2. Voice Interaction and启蒙 Learning Test
A. Voice Interaction: The primary keyword “Kamil” was spoken, and the robot reliably responded with its wake-up phrase. Subsequent secondary commands like “What is your name?” were correctly recognized and answered via speech synthesis, as verified by monitoring the STM32’s debug UART output connected to a PC serial terminal.
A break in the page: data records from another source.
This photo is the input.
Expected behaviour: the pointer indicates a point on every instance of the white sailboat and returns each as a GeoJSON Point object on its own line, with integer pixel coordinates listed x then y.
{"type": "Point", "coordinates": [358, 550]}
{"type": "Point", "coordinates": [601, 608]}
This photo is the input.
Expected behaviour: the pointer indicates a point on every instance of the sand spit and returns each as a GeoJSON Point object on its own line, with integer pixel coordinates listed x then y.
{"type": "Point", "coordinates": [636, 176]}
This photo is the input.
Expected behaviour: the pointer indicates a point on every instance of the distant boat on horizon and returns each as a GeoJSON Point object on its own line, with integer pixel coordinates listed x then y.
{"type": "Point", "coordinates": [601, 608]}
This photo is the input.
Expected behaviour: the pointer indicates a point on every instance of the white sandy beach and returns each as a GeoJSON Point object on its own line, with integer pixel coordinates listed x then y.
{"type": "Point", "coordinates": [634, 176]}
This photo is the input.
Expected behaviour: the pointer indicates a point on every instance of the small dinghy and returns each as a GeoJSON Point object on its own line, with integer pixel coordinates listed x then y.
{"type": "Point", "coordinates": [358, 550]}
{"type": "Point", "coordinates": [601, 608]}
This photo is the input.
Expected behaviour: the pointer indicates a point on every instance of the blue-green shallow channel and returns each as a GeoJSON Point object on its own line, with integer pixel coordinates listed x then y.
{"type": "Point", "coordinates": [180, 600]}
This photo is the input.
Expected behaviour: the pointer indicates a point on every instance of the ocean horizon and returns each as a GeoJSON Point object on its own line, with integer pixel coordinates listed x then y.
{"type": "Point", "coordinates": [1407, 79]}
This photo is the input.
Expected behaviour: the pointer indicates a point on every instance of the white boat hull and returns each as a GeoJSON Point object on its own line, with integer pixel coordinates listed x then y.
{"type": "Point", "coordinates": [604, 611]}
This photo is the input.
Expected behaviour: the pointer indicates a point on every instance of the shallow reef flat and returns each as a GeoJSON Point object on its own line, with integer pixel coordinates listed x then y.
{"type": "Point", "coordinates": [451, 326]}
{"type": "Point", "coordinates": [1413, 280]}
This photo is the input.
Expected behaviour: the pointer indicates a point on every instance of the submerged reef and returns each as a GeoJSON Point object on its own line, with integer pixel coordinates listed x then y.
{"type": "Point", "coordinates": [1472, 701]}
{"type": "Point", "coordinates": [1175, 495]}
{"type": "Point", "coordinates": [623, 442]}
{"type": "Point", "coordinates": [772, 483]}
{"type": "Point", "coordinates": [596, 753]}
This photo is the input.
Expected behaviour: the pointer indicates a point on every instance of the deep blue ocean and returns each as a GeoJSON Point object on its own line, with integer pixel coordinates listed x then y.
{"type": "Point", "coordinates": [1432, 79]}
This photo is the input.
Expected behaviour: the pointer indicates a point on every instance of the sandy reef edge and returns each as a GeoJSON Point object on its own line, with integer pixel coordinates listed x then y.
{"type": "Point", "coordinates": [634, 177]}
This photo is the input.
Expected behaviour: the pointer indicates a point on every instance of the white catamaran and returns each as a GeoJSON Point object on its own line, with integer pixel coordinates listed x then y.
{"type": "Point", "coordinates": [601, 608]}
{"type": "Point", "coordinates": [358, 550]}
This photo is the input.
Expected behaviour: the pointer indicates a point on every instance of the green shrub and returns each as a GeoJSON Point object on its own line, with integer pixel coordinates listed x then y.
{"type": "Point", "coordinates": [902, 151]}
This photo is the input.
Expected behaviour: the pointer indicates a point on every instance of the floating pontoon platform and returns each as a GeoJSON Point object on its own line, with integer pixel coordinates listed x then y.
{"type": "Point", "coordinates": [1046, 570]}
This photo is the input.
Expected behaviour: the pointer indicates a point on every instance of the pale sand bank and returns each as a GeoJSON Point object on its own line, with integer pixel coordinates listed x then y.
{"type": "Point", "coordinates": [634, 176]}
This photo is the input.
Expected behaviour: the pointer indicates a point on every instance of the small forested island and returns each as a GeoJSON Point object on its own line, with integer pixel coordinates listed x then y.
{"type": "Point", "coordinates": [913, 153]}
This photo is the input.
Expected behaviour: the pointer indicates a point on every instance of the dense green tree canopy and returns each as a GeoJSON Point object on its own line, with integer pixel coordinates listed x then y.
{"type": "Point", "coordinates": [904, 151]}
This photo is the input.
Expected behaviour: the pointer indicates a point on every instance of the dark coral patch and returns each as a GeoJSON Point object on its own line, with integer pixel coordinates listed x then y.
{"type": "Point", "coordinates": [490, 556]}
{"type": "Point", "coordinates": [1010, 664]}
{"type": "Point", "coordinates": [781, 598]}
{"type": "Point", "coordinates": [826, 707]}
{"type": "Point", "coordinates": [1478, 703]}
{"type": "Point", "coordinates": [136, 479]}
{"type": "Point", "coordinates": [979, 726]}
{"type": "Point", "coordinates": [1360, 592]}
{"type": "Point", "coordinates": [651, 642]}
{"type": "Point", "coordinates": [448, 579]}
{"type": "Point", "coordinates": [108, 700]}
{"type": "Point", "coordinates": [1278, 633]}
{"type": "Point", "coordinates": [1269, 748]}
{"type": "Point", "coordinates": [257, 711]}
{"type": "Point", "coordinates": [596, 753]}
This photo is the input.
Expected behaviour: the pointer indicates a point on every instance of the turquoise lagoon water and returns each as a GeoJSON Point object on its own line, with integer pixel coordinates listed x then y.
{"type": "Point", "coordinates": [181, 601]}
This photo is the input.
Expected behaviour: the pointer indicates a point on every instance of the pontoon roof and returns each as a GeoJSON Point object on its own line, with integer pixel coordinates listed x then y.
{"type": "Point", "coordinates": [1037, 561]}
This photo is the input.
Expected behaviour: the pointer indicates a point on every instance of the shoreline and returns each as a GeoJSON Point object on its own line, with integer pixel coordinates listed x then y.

B.启蒙 Learning: Commands sent from the mobile app’s learning module were received by the robot. The STM32 parsed these commands and sent the appropriate 10-byte sequences to the DFPlayer Mini. The module correctly played the requested audio files from the designated folders (nursery rhymes, picture book narrations, knowledge facts), confirming the full integration of the educational pipeline within the companion robot.
Conclusion
This project successfully designed and developed a functional prototype of an intelligent child companion robot based on mobile IoT technology. The system integrates appealing外观 design with multi-modal interaction through sound and light. The implementation of a two-tier keyword system for voice recognition significantly improves accuracy in everyday environments. The C/S network architecture using Socket communication over Wi-Fi provides a stable and responsive channel for mobile app control. The autonomous navigation capability, powered by computer vision algorithms for line-following and terminal detection, adds an element of independent operation. Furthermore, the structured audio system offers a rich set of启蒙 learning resources, controllable intuitively via the mobile platform. This companion robot addresses a genuine social need by providing educational support and emotional companionship to children during times when parental attention is limited. As IoT and AI technologies continue to evolve, the intelligence and interactivity of such robotic companions will only deepen, holding great potential to positively impact child development and family dynamics.